"Sí, os supero a todos en mi innata crueldad, que no estuvo en mi mano
reprimir. ¿Es esta la razón por la que estáis todos postrados frente a
mí? ¿O bien el estupor de verme, fenómeno inaudito, recorrer como
horrible cometa el espacio ensangrentado?.
Una lluvia de sangre
brota de mi cuerpo inmenso, semejante a una nube negra que empuje ante
sí el huracán. No temáis nada, hijos míos. No quiero maldeciros. El mal
que me habéis ocasionado es demasiado grande; demasiado grande el mal
que yo os he ocasionado, para que sea intencional. Vosotros habéis
recorrido vuestro camino y yo el mío, ambos semejantes, ambos perversos.
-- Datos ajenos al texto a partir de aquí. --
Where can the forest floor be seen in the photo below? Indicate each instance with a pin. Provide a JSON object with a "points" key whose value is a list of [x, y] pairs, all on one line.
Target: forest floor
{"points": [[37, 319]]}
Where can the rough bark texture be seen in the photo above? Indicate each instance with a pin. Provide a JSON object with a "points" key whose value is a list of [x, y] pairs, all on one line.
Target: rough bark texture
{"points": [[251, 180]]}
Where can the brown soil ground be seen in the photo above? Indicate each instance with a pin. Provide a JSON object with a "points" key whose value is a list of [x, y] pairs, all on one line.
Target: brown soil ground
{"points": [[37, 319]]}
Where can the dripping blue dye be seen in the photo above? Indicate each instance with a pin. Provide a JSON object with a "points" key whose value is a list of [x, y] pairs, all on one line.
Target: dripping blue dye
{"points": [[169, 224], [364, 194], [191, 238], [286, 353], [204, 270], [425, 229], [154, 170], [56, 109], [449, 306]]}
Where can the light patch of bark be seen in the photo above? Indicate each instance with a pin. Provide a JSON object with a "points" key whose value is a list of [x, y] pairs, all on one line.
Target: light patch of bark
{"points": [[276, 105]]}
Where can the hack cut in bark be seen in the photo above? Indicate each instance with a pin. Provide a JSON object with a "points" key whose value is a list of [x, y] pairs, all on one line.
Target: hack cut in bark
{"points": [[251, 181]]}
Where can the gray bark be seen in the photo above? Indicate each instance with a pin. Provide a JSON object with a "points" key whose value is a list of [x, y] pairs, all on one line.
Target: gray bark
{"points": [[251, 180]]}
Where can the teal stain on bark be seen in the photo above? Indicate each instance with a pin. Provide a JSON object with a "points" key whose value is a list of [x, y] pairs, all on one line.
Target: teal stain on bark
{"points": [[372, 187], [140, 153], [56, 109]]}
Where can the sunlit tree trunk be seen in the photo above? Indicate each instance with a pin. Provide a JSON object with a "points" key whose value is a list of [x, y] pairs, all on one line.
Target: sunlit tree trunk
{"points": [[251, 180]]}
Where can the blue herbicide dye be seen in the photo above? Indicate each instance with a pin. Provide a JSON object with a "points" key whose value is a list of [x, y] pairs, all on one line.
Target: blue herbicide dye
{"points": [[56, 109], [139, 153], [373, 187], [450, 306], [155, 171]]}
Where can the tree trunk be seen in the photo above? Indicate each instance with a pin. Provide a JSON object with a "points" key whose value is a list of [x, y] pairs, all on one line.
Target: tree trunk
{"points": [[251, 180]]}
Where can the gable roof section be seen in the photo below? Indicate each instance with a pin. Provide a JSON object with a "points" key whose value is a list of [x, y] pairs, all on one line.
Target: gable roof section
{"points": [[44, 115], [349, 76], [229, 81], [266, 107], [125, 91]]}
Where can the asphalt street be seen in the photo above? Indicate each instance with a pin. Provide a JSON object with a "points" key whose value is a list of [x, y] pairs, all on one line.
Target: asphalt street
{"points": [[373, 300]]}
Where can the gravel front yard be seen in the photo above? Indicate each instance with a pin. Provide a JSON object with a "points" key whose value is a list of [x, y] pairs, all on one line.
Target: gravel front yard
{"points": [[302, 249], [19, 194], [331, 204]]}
Era natural encontrarnos, dada nuestra afinidad. El choque que ha
seguido al encuentro nos ha resultado recíprocamente fatal”.
Al
llegar a este punto, los hombres empezarán a levantar las cabezas,
adquiriendo de nuevo valor, y, para ver quién esta hablando, alargarán
el cuello igual que caracoles. De repente, su rostro alterado,
descompuesto, se deformará en una mueca tan monstruoso que incluso los
lobos quedarán aterrorizados. Todos a la vez, los hombres se enderezarán
de golpe, como un muelle gigantesco. ¡Cuántas imprecaciones!¡Qué clamor
de voces! Me han reconocido. Y he ahí que los animales terrestres se
unen a los hombres y hacen oír sus extraños alborotos. Ningún odio
divide ya a ambas razas. El odio de cada uno está dirigido contra el
enemigo común: yo. El consentimiento universal les une. Vientos que me
estáis transportando, levantadme todavía más alto: temo la perfidia. Sí,
desaparezcamos, poco a poco de su vista... Adiós, viejo, y piensa en
mí, si me has leído...; y tú, joven, no desesperes. En efecto, tienes en
el vampiro a un amigo, aunque seas de otra opinión. Si además, tienes en cuenta el ácaro sarcopto que te pega la roña, ¡tendrás dos amigos!"